Under the terms of the agreement, unanimously approved by the boards of directors of both companies, Northrop Grumman will acquire TRW for $60 per share in common stock, plus the assumption of TRW’s net debt at the time of closing.
After completion of the merger, Northrop Grumman plans to separate TRW’s automotive business, either through a sale or a spin-off of the business to shareholders.
TRW’s previously announced agreement to sell its Aeronautical Systems business to Goodrich Corporation for $1.5 billion will remain unaffected by today’s announcement.
Anatomy of an acquisition:
May 17, 2002, Northrop Grumman extends offer to expire May 31
May 6, 2002, Northrop Grumman clarifies share tender numbers
May 6, 2002, Northrop Grumman Signs Confidentiality Agreement with TRW
May 3, 2002, Northrop Grumman to review its options concerning extension of TRW exchange Offer
May 3, 2002, TRW special meeting of shareholders
May 1, 2002, Northrop Grumman says TRW distorts facts about length of ‘standstill’ provision
May 1, 2002, Second Northrop Grumman letter issued to TRW shareholders regarding upcoming vote; same is issued in press release
May 1, 2002, Northrop Grumman tells TRW shareholders that control share acquisition vote this Friday is critical
April 29, 2002, Northrop Grumman issues letter to TRW shareholders regarding upcoming vote
April 24, 2002, TRW shareholders send strong message that board should open books for Northrop Grumman
April 24, 2002, TRW annual meeting of shareholders
April 22, 2002, Northrop Grumman releases details of TRW’s confidentiality agreement
April 22, 2002, Northrop Grumman responds to TRW’s confidentiality agreement
April 19, 2002, Northrop Grumman responds to District Court ruling on TRW special meeting
April 18, 2002, Northrop Grumman gains ISS endorsement for TRW special meeting
April 17, 2002, Northrop Grumman cautiously optimistic about TRW sharing non-public information
April 15, 2002, Northrop Grumman comments on District Court’s ruling on Ohio’s anti-takeover laws
April 14, 2002, Northrop Grumman increases offer for TRW to $53; amended offer to expire
April 12, 2002, Northrop Grumman offer expires, unless extended.
April 11, 2002, DOJ requests more information on Northrop Grumman’s plan to acquire TRW Inc.
March 31, 2002, Northrop Grumman extends its offer to exchange until April 12, 2002.
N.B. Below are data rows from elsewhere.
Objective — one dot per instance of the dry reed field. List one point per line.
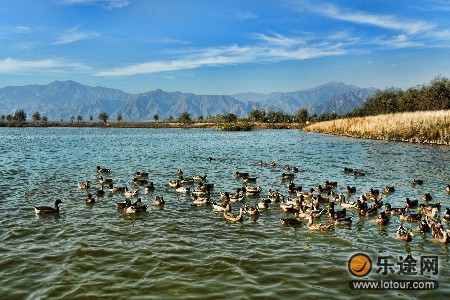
(419, 127)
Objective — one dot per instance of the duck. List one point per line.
(317, 226)
(130, 193)
(417, 181)
(198, 201)
(241, 175)
(250, 210)
(159, 200)
(295, 221)
(103, 170)
(427, 197)
(221, 206)
(351, 189)
(389, 189)
(199, 177)
(150, 187)
(183, 189)
(114, 189)
(141, 174)
(138, 181)
(100, 192)
(411, 203)
(90, 199)
(405, 234)
(229, 216)
(84, 185)
(43, 210)
(348, 170)
(102, 180)
(263, 204)
(382, 218)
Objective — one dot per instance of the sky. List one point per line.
(224, 47)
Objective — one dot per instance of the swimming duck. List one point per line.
(103, 170)
(84, 185)
(100, 192)
(138, 181)
(295, 221)
(417, 181)
(411, 203)
(382, 218)
(114, 189)
(141, 174)
(405, 234)
(221, 206)
(183, 189)
(130, 193)
(102, 180)
(427, 197)
(317, 226)
(250, 210)
(150, 187)
(351, 190)
(159, 200)
(389, 189)
(229, 216)
(42, 210)
(90, 199)
(199, 177)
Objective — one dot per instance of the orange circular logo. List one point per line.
(359, 264)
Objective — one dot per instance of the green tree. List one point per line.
(185, 117)
(36, 117)
(103, 117)
(20, 116)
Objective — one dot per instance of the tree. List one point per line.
(185, 117)
(20, 116)
(302, 115)
(36, 117)
(103, 117)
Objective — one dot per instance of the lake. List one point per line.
(180, 251)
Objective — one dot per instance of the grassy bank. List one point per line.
(418, 127)
(149, 125)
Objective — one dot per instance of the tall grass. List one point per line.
(419, 127)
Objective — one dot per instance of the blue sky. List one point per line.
(224, 47)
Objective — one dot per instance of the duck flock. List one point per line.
(319, 208)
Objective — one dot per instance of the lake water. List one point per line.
(180, 251)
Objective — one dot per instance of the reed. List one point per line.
(419, 127)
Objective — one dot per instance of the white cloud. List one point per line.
(11, 65)
(359, 17)
(109, 4)
(74, 35)
(273, 48)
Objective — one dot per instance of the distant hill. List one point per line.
(63, 99)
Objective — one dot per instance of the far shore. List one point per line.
(256, 125)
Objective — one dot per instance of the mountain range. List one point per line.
(63, 99)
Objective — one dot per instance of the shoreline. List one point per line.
(148, 125)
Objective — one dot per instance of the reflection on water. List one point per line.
(178, 250)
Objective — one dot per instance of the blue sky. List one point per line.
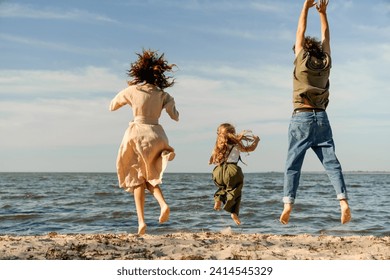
(61, 62)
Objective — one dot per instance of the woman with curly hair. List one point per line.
(227, 175)
(145, 151)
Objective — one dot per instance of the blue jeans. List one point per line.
(311, 130)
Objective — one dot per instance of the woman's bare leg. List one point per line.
(139, 199)
(286, 213)
(235, 218)
(345, 211)
(158, 195)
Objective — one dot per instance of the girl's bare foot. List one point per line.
(235, 218)
(217, 205)
(164, 216)
(345, 212)
(286, 213)
(141, 229)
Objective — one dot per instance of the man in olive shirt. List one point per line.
(309, 125)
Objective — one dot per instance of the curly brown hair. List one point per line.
(150, 68)
(313, 46)
(226, 137)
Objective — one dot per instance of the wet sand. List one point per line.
(193, 246)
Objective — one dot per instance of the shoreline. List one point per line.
(193, 246)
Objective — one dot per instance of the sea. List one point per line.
(72, 203)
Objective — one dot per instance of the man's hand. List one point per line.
(321, 6)
(310, 3)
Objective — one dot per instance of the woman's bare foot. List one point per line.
(286, 213)
(235, 218)
(164, 216)
(141, 229)
(345, 212)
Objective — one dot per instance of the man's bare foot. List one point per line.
(235, 218)
(217, 205)
(345, 212)
(286, 213)
(164, 216)
(141, 229)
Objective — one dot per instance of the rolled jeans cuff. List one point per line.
(341, 196)
(288, 199)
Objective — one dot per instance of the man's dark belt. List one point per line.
(301, 110)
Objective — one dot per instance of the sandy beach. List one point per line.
(193, 246)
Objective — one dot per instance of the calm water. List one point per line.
(39, 203)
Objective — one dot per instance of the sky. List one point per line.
(61, 63)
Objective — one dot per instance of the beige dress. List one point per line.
(144, 152)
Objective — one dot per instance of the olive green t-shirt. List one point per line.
(311, 81)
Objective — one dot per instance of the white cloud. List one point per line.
(63, 47)
(12, 10)
(80, 83)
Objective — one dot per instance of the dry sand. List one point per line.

March 13, 2002, TRW’s Board of Directors issues a press release rejecting the offer.
March 4, 2002, Northrop Grumman commences the offer to exchange its shares for those of TRW and delivers to TRW the acquiring person statement.
March 3, 2002, TRW notifies Northrop Grumman that it has rejected Northrop Grumman’s offer.
February 21, 2002, Northrop Grumman sends a letter to TRW proposing negotiations.
October, 2001, Northrop Grumman Chairman and CEO, Kent Kresa, has one telephone conversation and one meeting with TRW’s Chairman, President & CEO, David M. Cote, regarding a possible discussion for a combination of the two companies. No discussions were pursued.